For breakfast, I put four or five choices on the table-- usually yogurt, eggs, cereal or bread of some kind, fruit, and sometimes a second fruit choice, plus milk and juice. They take what they want from those choices, but the choices are nearly always the same, so there's no room for arguments.
For dinner, I make what I've planned. I plan meals that generally include at least one thing that everybody likes. Take it or leave it, although if asked nicely I'll get some yogurt and fruit for somebody who's really not happy with the choices on the table.

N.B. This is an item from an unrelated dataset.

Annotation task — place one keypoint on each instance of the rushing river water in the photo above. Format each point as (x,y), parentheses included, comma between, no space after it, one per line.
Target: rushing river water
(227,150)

The only time I offer choices ahead of time is for snacks, when I offer a choice of two selections, or for lunch WHEN it's just me and the little ones at home. When everybody's home for lunch, I handle it like dinner. But with just me and my toddlers (I have two year old twins still at home during the day), we'll talk over the choices before I prepare anything, because that seems to go well, and I think they learn about nutrition and meal planning from participating in that process. But if I meet with a balky kid, who doesn't like the choices and won't compromise, I just make what sounds good to me, and they can eat it or not.
I go through this with other issues, though, and my usual response is either to just go ahead and make the choice myself, or to say, "okay, you let me know when you decide," and then I go and do something else.
Like clothes:
Do you want to wear the blue shirt?
No.
What about the red shirt?
No.
Okay, well here are the shirts that are clean. You let me know when you've picked one.
(And then I walk away, and do something else, and feign indifference.)